# Does there exist a tournament with exactly two Hamiltonian paths

combinatoricsdirected graphsgraph theoryhamiltonian-path

A tournament is a complete directed graph. A Hamiltonian path is a path that crosses each vertex exactly once.

My conjecture is no. I have tried using induction, proof by contradiction, all to no avail. I understand that the tournament must contain at least one Hamiltonian path, and the tournament also cannot have a Hamiltonian cycle hence must not be strongly connected; but I do not seem to be able to make a breakthrough using the tools at hand.

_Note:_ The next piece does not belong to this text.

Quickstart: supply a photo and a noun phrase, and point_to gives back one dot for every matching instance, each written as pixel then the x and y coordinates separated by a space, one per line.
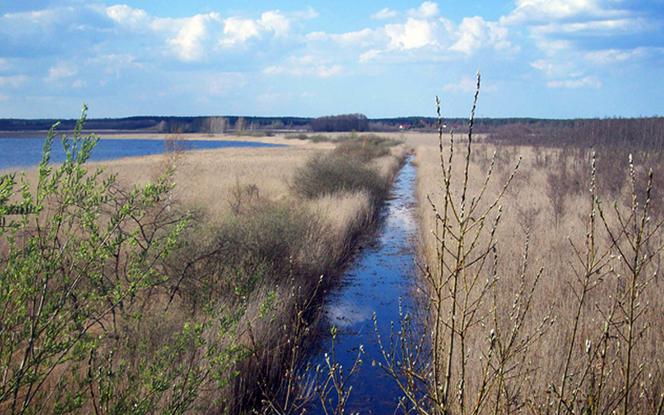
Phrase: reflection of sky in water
pixel 378 278
pixel 347 314
pixel 401 216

• The strongly connected components of the tournament $$T$$: a partition of the vertices of $$T$$ into subsets $$C_1, \dots, C_k$$ such that for vertices $$u$$ and $$v$$, there is both a $$u \to v$$ path and a $$v \to u$$ path exactly when $$u,v$$ are in the same subset $$C_i$$.
• The condensation of $$T$$: the directed graph with vertices $$C_1, C_2, \dots, C_k$$, and an arc $$(C_i, C_j)$$ whenever there is an arc $$u,v$$ with $$u \in C_i, v \in C_j$$ in the original graph $$T$$.
These can both be defined for general directed graphs. The condensation is always acyclic, and when $$T$$ is a tournament, it is the unique acyclic $$k$$-vertex tournament. We can order the vertices $$C_1, C_2, \dots, C_k$$ such that whenever $$i, there is an arc $$(C_i, C_j)$$ in the condensation of $$T$$.
With this setup, any Hamiltonian path in $$T$$ must start in $$C_1$$ and end in $$C_k$$. You should be able to describe what it looks like, when there is only one option for the Hamiltonian path, and when (and how) there are multiple options. In particular, it will follow that when there's more than one Hamiltonian path, there must be at least three.